Una riflessione sulle cause di questa malattia spirituale che si manifesta come una fuga e sui rimedi per affrontarla partendo dalla Croce.

“L’accidia è un peccato contro la gioia che nasce dalla carità, compromettendo la zona di confine tra lo spirito e la carne, considerata come il maggior ostacolo all’entusiasmo della testimonianza cristiana. L’accidia come disagio esistenziale e privazione della carità di Dio conduce a una solitudine interiore ineluttabile ed a un autoinganno. Il non-relazionarsi attivamente e virtuosamente con Dio, con il prossimo e con sé stessi conduce a una fede morta.”

La parola “accidia” non compare nella Bibbia, ma in diversi passi si trovano descrizioni, stati d’animo e tracce del comportamento accidioso. Ignazio Suárez Ricondo orc spiega, in una riflessone pubblicata sul sito dell’Associazione Nuova Cîteaux, le cause di questa malattia spirituale e i rimedi per affrontarla.

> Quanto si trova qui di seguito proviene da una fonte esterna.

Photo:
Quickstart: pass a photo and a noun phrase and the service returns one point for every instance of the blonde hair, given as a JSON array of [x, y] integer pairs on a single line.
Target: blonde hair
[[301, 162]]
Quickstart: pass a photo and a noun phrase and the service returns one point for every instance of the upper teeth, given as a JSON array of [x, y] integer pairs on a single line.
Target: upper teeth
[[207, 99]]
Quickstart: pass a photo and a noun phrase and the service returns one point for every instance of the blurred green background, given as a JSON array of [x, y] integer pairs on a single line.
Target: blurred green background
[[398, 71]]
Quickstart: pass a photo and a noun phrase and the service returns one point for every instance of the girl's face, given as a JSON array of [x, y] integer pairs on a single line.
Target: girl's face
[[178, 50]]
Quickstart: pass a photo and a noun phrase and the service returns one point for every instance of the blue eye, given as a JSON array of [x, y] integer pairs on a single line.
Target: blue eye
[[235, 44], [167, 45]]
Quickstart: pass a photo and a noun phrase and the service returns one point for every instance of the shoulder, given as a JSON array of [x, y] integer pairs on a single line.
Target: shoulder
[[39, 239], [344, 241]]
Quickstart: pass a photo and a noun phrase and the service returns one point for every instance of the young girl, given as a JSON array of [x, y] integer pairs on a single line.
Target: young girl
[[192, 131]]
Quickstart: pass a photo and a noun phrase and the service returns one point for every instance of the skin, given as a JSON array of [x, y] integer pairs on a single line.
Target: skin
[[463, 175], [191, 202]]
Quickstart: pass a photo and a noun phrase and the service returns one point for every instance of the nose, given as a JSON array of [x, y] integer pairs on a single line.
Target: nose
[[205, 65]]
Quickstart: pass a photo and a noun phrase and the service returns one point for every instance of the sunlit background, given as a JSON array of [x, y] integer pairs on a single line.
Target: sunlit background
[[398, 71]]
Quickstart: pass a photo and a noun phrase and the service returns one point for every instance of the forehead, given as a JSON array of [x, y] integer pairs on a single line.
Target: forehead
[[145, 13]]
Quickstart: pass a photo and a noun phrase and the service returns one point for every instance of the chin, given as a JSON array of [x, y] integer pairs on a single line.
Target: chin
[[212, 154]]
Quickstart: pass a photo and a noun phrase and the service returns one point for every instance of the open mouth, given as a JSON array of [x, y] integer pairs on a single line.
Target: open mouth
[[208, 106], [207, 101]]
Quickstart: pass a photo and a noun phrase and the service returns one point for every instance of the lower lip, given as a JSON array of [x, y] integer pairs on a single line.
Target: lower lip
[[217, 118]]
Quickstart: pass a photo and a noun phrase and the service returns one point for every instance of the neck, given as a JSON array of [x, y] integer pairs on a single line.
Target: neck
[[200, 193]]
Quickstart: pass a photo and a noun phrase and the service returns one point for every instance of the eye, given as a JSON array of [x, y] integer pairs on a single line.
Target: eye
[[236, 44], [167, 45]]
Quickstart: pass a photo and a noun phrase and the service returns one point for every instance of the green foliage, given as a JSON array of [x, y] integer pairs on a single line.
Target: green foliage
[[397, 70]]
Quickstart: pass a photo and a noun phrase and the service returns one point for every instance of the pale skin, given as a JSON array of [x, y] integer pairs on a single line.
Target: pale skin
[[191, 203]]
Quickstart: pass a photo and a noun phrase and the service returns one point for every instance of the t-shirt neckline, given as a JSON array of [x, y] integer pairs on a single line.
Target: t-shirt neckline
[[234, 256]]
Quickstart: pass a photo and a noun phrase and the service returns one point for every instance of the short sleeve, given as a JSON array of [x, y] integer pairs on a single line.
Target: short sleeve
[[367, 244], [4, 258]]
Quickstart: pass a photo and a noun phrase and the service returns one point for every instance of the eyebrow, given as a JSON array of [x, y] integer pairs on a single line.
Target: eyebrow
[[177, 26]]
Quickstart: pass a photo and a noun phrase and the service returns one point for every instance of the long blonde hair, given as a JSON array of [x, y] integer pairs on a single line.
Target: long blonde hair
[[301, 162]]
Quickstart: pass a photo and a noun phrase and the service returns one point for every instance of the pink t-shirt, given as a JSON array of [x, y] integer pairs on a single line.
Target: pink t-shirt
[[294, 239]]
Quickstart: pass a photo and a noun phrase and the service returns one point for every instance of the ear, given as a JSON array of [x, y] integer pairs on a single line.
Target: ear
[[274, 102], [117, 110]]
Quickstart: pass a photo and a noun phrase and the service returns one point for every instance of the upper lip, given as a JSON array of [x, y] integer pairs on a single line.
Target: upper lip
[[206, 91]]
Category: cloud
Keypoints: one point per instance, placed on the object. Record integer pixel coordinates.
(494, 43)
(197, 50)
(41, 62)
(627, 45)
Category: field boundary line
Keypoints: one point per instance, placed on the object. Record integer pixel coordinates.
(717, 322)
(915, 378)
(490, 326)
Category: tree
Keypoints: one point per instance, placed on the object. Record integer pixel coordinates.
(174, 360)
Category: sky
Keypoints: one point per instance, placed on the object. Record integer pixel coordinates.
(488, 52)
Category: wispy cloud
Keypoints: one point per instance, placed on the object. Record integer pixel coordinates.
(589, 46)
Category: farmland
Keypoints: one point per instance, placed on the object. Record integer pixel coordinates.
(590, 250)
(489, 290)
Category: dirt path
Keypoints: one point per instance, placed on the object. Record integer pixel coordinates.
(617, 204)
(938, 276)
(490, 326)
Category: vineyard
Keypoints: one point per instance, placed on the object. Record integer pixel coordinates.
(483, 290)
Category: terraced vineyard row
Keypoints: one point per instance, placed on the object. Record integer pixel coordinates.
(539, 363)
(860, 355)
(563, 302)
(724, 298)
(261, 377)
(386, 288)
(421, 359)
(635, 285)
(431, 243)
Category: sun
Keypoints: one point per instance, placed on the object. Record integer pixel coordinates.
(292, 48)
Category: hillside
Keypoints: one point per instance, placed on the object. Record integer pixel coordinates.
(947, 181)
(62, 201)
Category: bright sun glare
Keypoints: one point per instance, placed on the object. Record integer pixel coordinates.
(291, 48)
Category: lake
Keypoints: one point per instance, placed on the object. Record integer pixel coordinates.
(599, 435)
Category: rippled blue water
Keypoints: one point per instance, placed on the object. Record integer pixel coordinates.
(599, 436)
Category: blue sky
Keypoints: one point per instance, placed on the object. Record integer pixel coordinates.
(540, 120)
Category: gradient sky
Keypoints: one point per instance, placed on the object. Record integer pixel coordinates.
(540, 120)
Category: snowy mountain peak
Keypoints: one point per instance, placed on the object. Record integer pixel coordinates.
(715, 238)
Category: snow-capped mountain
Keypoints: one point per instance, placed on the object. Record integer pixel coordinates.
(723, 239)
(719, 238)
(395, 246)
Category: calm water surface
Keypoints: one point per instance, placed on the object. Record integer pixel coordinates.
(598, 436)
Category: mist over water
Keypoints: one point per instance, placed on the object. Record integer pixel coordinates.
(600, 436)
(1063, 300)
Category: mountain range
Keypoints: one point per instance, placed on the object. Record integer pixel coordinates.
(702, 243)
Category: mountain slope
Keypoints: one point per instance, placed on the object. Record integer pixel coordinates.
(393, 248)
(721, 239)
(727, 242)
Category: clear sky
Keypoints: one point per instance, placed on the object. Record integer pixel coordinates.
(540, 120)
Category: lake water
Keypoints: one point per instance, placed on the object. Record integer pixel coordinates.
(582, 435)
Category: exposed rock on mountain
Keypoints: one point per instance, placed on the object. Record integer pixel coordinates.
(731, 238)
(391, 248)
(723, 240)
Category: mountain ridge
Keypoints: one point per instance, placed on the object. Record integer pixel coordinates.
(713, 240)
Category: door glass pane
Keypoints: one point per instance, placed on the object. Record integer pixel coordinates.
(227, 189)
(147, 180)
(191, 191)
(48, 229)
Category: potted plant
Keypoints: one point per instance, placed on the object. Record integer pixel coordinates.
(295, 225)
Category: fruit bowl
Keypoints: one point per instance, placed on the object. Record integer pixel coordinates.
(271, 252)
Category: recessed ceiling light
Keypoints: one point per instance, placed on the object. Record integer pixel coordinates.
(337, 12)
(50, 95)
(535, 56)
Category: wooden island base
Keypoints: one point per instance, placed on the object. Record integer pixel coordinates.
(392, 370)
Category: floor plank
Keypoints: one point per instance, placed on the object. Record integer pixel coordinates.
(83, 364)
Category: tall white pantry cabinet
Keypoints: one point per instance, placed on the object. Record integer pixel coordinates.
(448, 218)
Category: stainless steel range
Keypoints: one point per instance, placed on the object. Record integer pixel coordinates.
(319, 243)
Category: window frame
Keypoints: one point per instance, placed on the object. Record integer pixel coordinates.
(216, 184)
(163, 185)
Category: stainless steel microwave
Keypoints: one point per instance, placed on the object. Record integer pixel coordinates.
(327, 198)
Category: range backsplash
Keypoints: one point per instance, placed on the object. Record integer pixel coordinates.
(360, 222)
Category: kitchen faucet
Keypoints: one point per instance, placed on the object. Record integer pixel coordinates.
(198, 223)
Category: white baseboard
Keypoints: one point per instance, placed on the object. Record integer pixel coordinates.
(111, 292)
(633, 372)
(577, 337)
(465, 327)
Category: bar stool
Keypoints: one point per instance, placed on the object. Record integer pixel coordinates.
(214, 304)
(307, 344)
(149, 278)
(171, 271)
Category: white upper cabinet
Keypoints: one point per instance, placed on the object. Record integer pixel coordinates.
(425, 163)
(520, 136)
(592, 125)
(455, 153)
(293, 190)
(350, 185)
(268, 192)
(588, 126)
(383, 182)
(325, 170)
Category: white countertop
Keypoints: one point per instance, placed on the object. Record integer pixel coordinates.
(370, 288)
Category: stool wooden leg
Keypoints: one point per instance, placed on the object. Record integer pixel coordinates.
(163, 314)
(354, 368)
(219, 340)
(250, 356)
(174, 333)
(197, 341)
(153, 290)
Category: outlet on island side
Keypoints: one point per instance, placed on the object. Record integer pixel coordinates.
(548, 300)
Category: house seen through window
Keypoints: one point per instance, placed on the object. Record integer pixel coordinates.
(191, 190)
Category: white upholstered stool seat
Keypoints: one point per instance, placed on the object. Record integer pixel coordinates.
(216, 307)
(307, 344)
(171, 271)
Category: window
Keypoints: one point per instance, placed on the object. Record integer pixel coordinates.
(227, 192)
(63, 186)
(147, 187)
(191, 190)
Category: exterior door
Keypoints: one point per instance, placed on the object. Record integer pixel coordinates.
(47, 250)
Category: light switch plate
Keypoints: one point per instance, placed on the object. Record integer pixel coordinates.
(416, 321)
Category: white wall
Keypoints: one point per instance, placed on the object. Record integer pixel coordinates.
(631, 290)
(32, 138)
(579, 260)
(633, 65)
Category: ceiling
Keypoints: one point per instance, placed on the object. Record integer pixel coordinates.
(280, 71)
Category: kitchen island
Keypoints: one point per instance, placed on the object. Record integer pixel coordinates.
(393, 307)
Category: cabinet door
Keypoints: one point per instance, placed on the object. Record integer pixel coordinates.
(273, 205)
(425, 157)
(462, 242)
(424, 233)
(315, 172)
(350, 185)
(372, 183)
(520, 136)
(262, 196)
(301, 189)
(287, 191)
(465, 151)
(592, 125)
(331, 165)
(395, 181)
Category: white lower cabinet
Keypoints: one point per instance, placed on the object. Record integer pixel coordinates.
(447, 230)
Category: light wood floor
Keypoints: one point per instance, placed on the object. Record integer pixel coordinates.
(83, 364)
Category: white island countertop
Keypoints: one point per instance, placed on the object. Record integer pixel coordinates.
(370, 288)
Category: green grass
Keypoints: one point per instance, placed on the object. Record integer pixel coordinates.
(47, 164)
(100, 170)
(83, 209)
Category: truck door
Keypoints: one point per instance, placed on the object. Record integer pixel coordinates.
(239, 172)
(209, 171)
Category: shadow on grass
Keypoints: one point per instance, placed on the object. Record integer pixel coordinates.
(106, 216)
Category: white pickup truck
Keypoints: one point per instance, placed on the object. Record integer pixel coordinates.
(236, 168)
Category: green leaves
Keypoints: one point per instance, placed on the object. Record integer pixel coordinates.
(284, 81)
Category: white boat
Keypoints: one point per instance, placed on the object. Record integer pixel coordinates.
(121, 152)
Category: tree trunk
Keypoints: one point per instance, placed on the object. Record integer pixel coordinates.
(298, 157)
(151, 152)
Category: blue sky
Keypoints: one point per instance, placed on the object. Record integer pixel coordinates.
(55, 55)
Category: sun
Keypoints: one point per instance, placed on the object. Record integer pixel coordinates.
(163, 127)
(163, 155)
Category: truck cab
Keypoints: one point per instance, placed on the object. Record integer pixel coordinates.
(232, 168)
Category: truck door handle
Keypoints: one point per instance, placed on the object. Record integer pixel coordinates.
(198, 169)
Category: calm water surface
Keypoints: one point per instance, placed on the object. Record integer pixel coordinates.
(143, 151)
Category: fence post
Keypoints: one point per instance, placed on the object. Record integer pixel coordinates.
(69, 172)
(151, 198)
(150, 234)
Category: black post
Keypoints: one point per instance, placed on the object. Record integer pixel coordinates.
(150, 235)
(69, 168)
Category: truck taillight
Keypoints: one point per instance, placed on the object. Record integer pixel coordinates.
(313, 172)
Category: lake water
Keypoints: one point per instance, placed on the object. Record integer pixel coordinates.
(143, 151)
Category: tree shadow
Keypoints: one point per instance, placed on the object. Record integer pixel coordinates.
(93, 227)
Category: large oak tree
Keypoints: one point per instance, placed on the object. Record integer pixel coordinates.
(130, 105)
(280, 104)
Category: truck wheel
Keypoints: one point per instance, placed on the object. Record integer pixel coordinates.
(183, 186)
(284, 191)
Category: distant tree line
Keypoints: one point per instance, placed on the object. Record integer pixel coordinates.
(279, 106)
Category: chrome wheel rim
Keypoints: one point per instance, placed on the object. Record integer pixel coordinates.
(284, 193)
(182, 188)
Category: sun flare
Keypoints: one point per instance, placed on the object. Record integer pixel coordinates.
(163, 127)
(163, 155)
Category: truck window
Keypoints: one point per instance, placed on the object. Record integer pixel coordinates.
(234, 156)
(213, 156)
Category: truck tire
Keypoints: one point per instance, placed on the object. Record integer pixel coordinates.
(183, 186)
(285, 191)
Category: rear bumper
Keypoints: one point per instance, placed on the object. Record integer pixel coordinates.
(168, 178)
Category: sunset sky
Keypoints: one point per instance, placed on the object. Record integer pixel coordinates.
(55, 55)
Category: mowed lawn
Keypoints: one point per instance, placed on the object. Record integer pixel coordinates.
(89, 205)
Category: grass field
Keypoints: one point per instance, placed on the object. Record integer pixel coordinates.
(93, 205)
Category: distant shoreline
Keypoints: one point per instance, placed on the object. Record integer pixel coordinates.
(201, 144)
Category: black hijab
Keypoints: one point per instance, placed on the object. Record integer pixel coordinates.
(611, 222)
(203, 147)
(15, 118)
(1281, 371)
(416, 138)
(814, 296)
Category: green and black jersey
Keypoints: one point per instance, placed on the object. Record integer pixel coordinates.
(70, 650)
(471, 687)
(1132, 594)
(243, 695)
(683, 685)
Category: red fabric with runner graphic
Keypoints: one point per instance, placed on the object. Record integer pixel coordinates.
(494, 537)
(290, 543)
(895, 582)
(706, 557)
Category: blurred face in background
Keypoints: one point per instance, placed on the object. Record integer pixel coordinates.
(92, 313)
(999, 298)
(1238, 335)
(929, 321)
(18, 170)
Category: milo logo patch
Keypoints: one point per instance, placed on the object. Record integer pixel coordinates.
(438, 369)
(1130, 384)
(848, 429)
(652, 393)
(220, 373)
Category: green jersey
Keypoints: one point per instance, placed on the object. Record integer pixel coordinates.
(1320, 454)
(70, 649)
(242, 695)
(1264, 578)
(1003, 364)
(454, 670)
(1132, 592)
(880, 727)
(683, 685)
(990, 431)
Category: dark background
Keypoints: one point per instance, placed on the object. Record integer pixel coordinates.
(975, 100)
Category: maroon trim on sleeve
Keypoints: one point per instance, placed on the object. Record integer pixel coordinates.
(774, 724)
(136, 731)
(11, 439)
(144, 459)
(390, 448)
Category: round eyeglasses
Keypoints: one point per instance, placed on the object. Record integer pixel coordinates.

Ci sono diversi segni rivelatori o sintomi di questa malattia cronica e radicale che si manifesta tipicamente come una fuga: la fuga da Dio, la fuga da sé stesso, la fuga dal momento presente, la fuga dall’agire. Non si tratta di una fuga necessaria nei confronti di occasioni pericolose, giacché “chi ama il pericolo in esso si perderà” (Sir 3,25), ma di una falsa fuga da ciò che deve essere, che elude la responsabilità, che si sottrae alla croce, che scappa da Dio.

La medicina viene da Gesù Cristo: dalla Croce, sgorgano quattro direzioni di luce per aiutare l’uomo contro il buio dell’accidia. I rimedi, corrispondenti ai sintomi, sono: l’adorazione a Dio, la meditazione della Parola di Dio, l’espiazione, la missione. Il fine di questo percorso spirituale porta a una relazione di amicizia con Dio e a una comunione di persone che si realizza nel dono di sé.